A total of 839 consecutive samples were analyzed at The Rogosin Institute and New York Presbyterian Hospital for routine tacrolimus monitoring over 30 days. Concordance analysis between the methods was performed covering dosage target ranges of 8–10, 6–8, 4–6 ng/mL currently used at our center. Six Sigma Metrics were applied to statistically evaluate the discordance rate.
Deming regression comparing liquid chromatography–tandem mass spectrometry and immunoassay yielded y = 0.927x − 0.24; 95% confidence interval, 0.903–0.951; R2 = 0.875; n = 839. There were 310 pairs (37%) discordant by 1, 21 (2.5%) discordant by 2, and 4 (0.5%) discordant by 3 therapeutic ranges.
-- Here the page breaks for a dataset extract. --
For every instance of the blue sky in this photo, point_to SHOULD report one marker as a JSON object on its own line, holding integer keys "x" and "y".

Surprisingly, 40% of patient samples were discordant when therapeutic ranges were 2 ng/mL wide. This discordant rate is equivalent to 1.7 Sigma and falls far below the minimum acceptable threshold of 3 Sigma.
Both methods are capable of measuring tacrolimus in the clinically relevant range between 1 and 10 ng/mL, yet 40% of the samples were discordant with an unacceptable Sigma level. Standardization of tacrolimus assays will mitigate this issue.